An Upgraded FLDAS-Forecast System for Continental Africa and the Middle East for Food Insecurity Early Warning

The hydrological predictions generated by the FLDAS-Forecast system plays an important role in supporting early warning efforts aimed at addressing food insecurity in vulnerable areas across Continental Africa and the Middle East. These forecasts have been particularly useful to the U.S. Agency for International Development's (USAID) Famine Early Warning System Network (FEWS NET) since 2018. This study compares two versions of the FEWS NET Land Data Assimilation System (FLDAS)-Forecast. This system is a custom instance of NASA's Hydrologic Forecasting and Analysis System (NHyFAS), designed to provide hydrological forecasts for the Continental Africa and Middle East regions.

FLDAS-Forecast version 1 (FF1) utilizes meteorological forecasts from the North American Multi-Model Ensemble (NMME) for precipitation, while non-precipitation meteorological predictions are from the Goddard Earth Observing System (GEOS). These meteorological forecast are used to drive NASA's Land Information System Framework (LISF) and produce hydrological forecasts within the sub-seasonal-to-seasonal (S2S) time frame. FLDAS-Forecast version 2 (FF2) integrates non-precipitation meteorological forecasts from the National Centers for Environmental Prediction's (NCEP's) Climate Forecast System version 2 (CFSv2), replacing GEOS, which is anticipated to cease providing daily forecasts beyond three-month lead period in future iterations. This development spurred us to devise an alternative input capability in our system. This update also introduces a new sub-daily temporal-disaggregation method to improve the realism captured in the forecasts.

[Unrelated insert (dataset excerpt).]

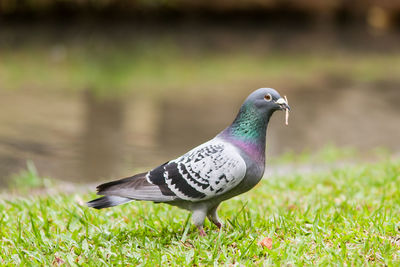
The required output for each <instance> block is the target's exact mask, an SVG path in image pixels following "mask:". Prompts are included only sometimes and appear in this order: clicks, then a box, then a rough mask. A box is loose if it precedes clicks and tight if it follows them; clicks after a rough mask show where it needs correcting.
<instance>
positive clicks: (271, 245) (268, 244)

To assess the impact of this upgrade, a comprehensive assessment of both FLDAS-Forecast versions is executed. This examination covers both probabilistic and deterministic validation against an array of remotely sensed observations such as IMERG precipitation, SMAP soil moisture, and VIIRS NDVI. The findings of this study will illustrate the strength and constraints of the upgraded FLDAS-Forecast version. This effort is directed at maintaining a cutting-edge system, capable of consistently guiding decision-makers and humanitarian efforts in effectively mitigating the impacts of hydrologic extremes in susceptible areas.